Salon’s Joan Walsh sounds somewhat despairing; millionaire socialist Katrina Vanden Heuvel puts the boot in for the Left; and this quote on ABC’s The Note (from a senior Democratic operative) is priceless:
I have read the accounts of the Clark interviews and my reaction is despair and anger. Why did my party’s best operatives think it would be a good idea to subject their neophyte candidate to the country’s savviest reporters for over an hour? Why have my party’s elders rallied around a candidate who is so shockingly uninformed about core issues and his own positions? I am not a Dean supporter – but I am angry that our party’s leaders have anointed an alternative to him who seems even more ignorant and unprepared – and that this supposed ‘anti-war’ candidate turns out to have been in favor of both the war resolution and Richard Nixon!! And let’s not even talk about the Clintons. Today I am embarrassed to be a Democrat.

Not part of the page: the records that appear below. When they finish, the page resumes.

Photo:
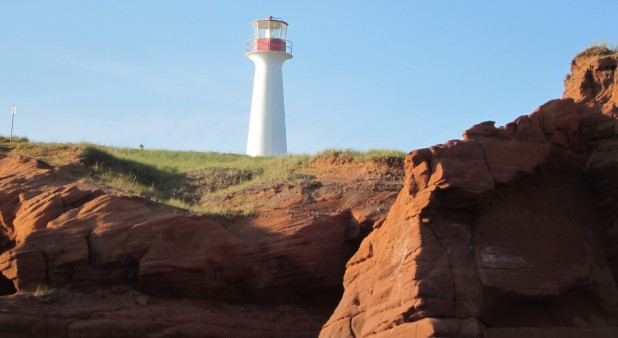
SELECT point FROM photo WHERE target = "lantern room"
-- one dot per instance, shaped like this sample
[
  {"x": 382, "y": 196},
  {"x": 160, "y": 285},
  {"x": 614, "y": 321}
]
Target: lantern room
[{"x": 269, "y": 35}]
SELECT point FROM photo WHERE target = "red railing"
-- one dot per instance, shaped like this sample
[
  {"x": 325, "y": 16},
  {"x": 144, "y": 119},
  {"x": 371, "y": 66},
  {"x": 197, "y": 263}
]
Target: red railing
[{"x": 266, "y": 44}]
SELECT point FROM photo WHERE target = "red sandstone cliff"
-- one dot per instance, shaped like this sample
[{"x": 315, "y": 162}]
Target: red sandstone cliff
[
  {"x": 79, "y": 262},
  {"x": 512, "y": 232}
]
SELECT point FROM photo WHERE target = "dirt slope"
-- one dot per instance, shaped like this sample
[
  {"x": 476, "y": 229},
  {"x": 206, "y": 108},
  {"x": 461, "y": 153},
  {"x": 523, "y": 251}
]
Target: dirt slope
[
  {"x": 512, "y": 232},
  {"x": 79, "y": 262}
]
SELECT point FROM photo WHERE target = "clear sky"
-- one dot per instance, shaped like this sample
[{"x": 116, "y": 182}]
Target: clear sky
[{"x": 365, "y": 74}]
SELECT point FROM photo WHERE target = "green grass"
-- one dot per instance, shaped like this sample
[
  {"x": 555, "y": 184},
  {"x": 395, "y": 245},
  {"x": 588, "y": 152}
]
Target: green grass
[
  {"x": 166, "y": 176},
  {"x": 351, "y": 155},
  {"x": 600, "y": 49}
]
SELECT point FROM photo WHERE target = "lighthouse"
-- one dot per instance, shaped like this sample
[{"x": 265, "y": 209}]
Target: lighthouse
[{"x": 268, "y": 50}]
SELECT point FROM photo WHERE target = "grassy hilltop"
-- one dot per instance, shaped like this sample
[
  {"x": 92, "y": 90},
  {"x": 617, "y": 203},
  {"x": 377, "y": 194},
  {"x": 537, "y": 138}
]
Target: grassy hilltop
[{"x": 196, "y": 181}]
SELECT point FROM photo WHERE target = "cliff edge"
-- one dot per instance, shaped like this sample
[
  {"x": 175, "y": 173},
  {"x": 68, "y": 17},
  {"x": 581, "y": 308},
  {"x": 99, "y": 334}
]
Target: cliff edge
[{"x": 512, "y": 232}]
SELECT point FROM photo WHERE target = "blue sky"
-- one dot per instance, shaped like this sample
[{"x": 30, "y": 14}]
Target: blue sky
[{"x": 365, "y": 74}]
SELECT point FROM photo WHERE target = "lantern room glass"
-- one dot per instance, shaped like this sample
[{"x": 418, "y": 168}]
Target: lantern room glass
[{"x": 269, "y": 29}]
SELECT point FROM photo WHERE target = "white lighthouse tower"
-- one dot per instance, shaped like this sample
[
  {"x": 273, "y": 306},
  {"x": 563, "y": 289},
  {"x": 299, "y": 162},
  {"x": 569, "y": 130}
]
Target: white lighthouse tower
[{"x": 268, "y": 50}]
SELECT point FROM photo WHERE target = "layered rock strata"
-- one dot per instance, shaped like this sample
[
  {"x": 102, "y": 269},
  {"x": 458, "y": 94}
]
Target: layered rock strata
[{"x": 511, "y": 232}]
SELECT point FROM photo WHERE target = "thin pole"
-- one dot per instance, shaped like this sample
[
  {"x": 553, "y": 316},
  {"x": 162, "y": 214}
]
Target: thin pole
[{"x": 12, "y": 120}]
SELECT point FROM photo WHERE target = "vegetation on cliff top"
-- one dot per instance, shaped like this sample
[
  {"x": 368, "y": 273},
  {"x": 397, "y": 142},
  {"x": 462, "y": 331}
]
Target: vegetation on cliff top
[
  {"x": 197, "y": 181},
  {"x": 601, "y": 49}
]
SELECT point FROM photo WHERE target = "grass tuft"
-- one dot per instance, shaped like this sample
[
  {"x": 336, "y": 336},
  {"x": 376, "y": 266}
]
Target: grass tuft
[{"x": 601, "y": 49}]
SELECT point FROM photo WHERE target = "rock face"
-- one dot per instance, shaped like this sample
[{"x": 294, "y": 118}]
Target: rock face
[
  {"x": 512, "y": 232},
  {"x": 79, "y": 262}
]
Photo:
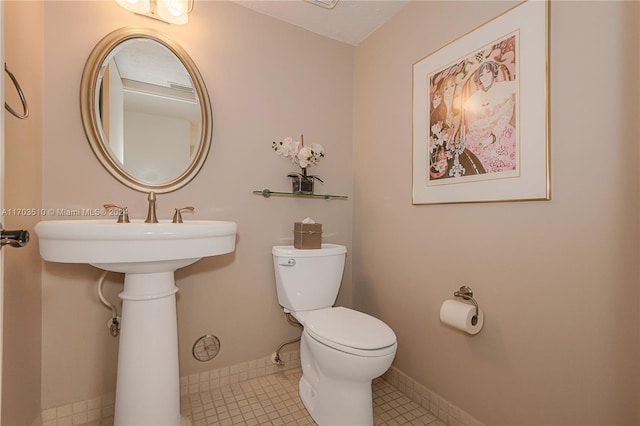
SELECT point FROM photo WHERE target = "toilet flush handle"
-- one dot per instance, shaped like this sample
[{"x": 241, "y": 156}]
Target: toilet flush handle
[{"x": 287, "y": 261}]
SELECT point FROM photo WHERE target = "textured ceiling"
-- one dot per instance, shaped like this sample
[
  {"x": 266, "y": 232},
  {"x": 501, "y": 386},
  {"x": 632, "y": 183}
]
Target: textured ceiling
[{"x": 350, "y": 21}]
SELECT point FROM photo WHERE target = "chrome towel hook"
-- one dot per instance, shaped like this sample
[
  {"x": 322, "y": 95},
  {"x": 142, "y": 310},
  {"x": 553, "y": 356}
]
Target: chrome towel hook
[
  {"x": 467, "y": 294},
  {"x": 25, "y": 108}
]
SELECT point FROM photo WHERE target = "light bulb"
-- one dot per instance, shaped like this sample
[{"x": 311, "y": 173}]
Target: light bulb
[
  {"x": 136, "y": 6},
  {"x": 173, "y": 11}
]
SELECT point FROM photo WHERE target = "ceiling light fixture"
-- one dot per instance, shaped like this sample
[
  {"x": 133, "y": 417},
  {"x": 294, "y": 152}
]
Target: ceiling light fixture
[
  {"x": 171, "y": 11},
  {"x": 327, "y": 4}
]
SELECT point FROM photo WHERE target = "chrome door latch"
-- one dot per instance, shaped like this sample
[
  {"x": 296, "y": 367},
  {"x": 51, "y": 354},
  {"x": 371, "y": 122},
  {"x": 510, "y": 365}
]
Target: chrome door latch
[{"x": 17, "y": 238}]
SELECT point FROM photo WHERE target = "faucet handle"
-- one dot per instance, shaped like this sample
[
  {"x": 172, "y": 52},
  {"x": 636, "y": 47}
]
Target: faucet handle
[
  {"x": 177, "y": 217},
  {"x": 123, "y": 214}
]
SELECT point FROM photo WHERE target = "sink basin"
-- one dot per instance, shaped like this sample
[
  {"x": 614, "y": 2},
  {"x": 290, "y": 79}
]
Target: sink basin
[
  {"x": 148, "y": 382},
  {"x": 136, "y": 246}
]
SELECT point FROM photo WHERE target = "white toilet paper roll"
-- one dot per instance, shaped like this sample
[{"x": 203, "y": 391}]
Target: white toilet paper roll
[{"x": 460, "y": 315}]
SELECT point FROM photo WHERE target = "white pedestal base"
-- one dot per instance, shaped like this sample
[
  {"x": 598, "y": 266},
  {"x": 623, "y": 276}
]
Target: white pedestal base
[{"x": 148, "y": 386}]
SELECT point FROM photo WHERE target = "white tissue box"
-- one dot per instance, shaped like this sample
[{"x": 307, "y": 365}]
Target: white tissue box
[{"x": 307, "y": 235}]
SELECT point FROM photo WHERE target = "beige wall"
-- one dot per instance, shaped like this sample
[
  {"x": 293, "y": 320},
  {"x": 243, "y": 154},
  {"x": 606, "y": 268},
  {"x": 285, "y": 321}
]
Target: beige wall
[
  {"x": 558, "y": 280},
  {"x": 23, "y": 28},
  {"x": 267, "y": 80}
]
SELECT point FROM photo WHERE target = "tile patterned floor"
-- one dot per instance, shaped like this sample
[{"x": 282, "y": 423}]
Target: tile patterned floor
[{"x": 274, "y": 400}]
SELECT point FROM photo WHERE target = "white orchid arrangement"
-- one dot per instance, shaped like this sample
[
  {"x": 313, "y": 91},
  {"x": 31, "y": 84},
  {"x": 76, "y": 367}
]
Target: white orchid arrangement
[{"x": 303, "y": 156}]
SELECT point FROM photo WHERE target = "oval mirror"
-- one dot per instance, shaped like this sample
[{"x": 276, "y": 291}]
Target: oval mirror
[{"x": 145, "y": 110}]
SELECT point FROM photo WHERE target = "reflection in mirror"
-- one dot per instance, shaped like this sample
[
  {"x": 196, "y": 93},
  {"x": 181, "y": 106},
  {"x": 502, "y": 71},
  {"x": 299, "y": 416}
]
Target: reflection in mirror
[{"x": 145, "y": 110}]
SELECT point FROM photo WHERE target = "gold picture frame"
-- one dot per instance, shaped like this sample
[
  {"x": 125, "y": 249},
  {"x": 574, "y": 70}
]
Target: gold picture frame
[{"x": 481, "y": 113}]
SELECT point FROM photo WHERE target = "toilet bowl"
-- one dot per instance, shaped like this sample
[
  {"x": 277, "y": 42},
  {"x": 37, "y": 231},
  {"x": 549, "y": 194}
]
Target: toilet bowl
[{"x": 341, "y": 350}]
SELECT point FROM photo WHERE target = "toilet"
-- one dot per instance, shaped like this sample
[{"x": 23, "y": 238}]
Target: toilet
[{"x": 341, "y": 350}]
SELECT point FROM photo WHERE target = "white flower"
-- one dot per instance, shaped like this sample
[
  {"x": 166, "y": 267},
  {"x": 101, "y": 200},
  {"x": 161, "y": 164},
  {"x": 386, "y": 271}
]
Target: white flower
[{"x": 299, "y": 154}]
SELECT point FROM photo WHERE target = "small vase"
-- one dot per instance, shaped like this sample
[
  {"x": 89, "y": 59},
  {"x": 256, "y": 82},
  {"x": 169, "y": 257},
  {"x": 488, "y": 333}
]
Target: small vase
[{"x": 303, "y": 184}]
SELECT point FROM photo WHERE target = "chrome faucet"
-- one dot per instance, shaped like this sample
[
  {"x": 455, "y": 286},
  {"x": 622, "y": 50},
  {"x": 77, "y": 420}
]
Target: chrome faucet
[{"x": 151, "y": 212}]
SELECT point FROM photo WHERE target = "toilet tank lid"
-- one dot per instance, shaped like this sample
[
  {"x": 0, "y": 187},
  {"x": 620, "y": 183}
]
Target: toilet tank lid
[
  {"x": 349, "y": 328},
  {"x": 325, "y": 250}
]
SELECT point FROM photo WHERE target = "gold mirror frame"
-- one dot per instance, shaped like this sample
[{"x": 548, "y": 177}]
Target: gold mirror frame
[{"x": 89, "y": 88}]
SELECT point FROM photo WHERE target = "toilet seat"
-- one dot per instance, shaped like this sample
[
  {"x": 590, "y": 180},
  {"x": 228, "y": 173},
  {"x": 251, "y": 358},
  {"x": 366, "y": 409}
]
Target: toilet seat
[{"x": 350, "y": 331}]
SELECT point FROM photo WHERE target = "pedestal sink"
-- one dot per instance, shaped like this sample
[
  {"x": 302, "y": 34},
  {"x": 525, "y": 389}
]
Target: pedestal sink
[{"x": 148, "y": 384}]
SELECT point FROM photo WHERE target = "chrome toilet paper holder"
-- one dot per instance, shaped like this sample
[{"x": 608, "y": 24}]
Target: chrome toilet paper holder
[{"x": 467, "y": 294}]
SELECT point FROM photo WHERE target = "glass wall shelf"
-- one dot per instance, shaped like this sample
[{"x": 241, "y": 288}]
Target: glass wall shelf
[{"x": 266, "y": 193}]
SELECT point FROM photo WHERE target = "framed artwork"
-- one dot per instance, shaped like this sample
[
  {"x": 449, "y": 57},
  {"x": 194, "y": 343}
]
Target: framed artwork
[{"x": 480, "y": 113}]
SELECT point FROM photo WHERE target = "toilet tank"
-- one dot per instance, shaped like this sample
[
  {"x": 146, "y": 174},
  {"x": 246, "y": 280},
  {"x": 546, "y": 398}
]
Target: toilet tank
[{"x": 308, "y": 279}]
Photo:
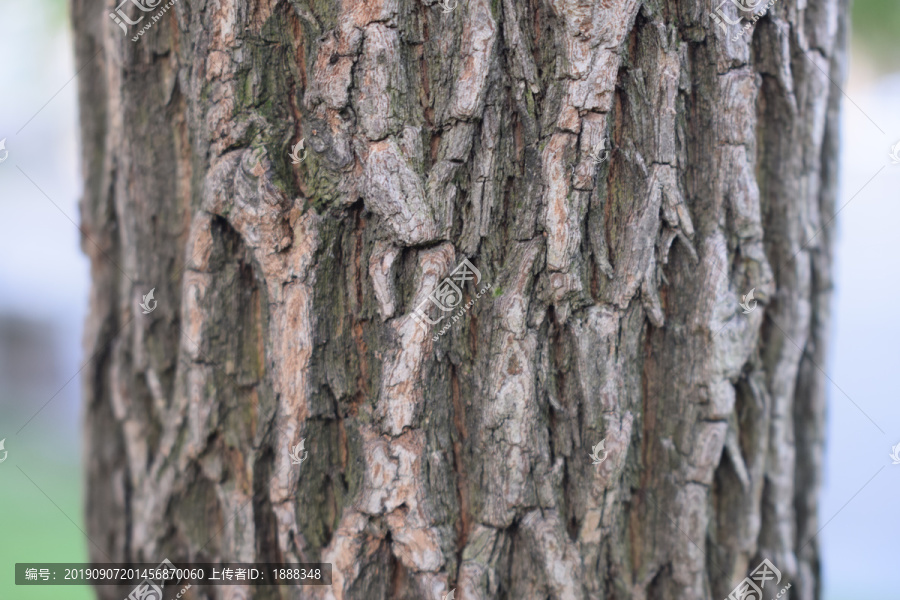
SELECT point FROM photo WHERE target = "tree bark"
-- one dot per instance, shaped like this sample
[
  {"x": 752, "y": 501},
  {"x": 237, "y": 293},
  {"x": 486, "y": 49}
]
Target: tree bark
[{"x": 287, "y": 293}]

The flip-flop on perhaps the most important political question for the Democratic field – where he would have stood on the Iraq War resolution – was and is pathetic. More pathetic, however, is the notion that the Dems really did think of this guy as their savior. Are they that weak on national security issues that a general – even as hapless as this one – is their only chance? What does that say about their own self-image? I’m beginning to think that Dean and Gephardt could be the real survivors here. But Dean has just had the worst of the Republican judgments about his electability confirmed by his own party establishment. That must hurt a little, no?
MARK, PROPHET: “Correction, Sept. 17, 2003: This article originally stated that Mark’s Gospel was written around 70 B.C.E. It was written around A.D. 70.” – Slate.